A second source told Sky News that the advice from officials was to side with Rotherham Council and its attempts to stop publication of details it did not want in the public domain.
One of the motivations cited for stopping publication would be to prevent the identities of abused children entering the public domain.
There was also a fear that publication could set back the existing attempts to halt the scandal, although incidents of abuse continued for many years after these cases.
Sources suggested that there is also a natural risk aversion amongst officials to publicity of this sort.
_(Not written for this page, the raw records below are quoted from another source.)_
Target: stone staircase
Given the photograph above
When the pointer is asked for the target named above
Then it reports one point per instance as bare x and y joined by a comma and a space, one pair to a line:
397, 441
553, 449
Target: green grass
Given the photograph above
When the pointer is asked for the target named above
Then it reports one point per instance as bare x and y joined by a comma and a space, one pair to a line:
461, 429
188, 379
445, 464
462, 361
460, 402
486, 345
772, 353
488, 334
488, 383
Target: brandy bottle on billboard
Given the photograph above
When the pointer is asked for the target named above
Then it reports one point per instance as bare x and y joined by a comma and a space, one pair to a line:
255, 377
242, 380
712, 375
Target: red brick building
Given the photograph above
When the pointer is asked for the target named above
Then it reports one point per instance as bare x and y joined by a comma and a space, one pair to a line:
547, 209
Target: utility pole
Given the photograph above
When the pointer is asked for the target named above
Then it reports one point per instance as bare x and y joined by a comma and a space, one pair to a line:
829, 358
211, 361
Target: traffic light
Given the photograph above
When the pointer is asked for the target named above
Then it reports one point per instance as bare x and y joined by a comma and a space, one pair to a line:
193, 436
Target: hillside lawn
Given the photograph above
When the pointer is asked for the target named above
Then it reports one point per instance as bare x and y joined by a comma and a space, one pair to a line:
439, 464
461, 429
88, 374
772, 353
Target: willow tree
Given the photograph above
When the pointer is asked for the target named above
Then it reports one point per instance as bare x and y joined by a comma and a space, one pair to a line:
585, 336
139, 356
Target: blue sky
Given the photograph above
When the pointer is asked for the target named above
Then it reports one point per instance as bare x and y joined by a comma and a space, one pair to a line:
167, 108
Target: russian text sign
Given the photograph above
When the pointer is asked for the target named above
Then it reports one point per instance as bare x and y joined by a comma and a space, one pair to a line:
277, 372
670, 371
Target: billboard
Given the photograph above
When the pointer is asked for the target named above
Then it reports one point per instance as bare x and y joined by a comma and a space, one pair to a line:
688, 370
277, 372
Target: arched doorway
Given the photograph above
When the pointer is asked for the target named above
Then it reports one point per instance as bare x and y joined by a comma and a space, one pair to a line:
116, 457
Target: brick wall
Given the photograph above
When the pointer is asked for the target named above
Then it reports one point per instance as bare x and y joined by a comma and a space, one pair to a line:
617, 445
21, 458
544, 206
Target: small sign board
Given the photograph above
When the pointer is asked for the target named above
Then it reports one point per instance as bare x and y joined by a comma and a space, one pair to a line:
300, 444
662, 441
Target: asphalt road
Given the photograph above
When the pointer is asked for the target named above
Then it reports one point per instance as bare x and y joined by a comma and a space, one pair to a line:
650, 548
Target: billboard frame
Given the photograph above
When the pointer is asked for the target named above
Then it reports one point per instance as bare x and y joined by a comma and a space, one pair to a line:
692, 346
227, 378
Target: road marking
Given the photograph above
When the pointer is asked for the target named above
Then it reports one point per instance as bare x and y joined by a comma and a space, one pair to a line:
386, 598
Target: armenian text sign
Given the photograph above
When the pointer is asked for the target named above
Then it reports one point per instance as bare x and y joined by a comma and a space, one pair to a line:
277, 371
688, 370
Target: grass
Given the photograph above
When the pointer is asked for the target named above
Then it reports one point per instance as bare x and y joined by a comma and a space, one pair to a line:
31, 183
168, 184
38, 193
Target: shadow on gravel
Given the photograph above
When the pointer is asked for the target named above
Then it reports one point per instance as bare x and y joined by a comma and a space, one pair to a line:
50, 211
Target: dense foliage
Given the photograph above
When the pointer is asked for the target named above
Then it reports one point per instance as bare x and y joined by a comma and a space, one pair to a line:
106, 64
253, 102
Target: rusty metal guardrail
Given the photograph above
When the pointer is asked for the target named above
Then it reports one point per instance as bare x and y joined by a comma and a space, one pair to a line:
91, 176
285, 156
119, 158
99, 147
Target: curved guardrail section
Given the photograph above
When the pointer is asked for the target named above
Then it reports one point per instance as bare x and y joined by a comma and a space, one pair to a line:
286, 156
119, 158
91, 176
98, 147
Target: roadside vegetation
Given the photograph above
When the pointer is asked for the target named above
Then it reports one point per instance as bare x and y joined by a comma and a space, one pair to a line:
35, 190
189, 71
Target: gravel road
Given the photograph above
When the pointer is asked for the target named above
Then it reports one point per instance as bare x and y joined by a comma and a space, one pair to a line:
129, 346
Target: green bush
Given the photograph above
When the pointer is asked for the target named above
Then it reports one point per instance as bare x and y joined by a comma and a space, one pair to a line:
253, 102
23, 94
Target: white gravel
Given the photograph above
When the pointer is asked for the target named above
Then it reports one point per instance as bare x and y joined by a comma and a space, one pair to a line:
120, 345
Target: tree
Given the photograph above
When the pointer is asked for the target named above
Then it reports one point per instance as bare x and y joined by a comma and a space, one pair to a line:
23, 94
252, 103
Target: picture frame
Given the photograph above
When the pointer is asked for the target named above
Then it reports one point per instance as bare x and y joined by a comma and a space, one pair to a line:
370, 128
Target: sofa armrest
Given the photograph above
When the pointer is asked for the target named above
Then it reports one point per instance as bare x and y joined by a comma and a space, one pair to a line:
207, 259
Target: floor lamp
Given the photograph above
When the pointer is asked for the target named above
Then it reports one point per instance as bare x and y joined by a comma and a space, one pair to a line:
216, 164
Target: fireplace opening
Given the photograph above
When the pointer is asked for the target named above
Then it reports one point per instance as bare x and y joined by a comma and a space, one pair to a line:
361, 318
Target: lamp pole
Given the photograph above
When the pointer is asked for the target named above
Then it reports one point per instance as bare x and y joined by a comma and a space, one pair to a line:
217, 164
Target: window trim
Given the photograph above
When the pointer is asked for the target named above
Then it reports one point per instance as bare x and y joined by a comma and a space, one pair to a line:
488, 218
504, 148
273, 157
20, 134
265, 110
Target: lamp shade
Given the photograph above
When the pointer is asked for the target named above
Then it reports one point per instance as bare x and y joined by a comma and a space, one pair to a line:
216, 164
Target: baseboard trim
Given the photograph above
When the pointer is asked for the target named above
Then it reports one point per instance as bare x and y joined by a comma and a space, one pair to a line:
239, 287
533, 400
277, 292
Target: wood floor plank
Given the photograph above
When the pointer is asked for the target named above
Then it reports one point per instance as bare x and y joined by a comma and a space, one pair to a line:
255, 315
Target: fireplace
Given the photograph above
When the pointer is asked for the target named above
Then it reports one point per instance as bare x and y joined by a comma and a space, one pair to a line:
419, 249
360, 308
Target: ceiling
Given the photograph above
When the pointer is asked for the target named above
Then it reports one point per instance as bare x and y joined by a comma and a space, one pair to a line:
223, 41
Mr Cummings, who ran the Vote Leave Brexit campaign and was Boris Johnson’s right-hand man in Downing Street, has long pushed for a national inquiry into grooming gangs to expose failures at the heart of government.
He said the inquiry, announced today, “will be a total s**tshow for Whitehall because it will reveal how much Whitehall worked to try and cover up the whole thing.”
He also described Mr Johnson, with whom he has a long-standing animus, as a “moron’ for saying that money spent on inquiries into historic child sexual abuse had been “spaffed up the wall”.
Asked by Sky News political correspondent Liz Bates why he had not pushed for a public inquiry himself when he worked in Number 10 in 2019-20, Mr Cummings said Brexit and then COVID had taken precedence.
“There are a million things that I wanted to do but in 2019 we were dealing with the constitutional crisis,” he said.
The Department for Education and Rotherham Council have been approached for comment.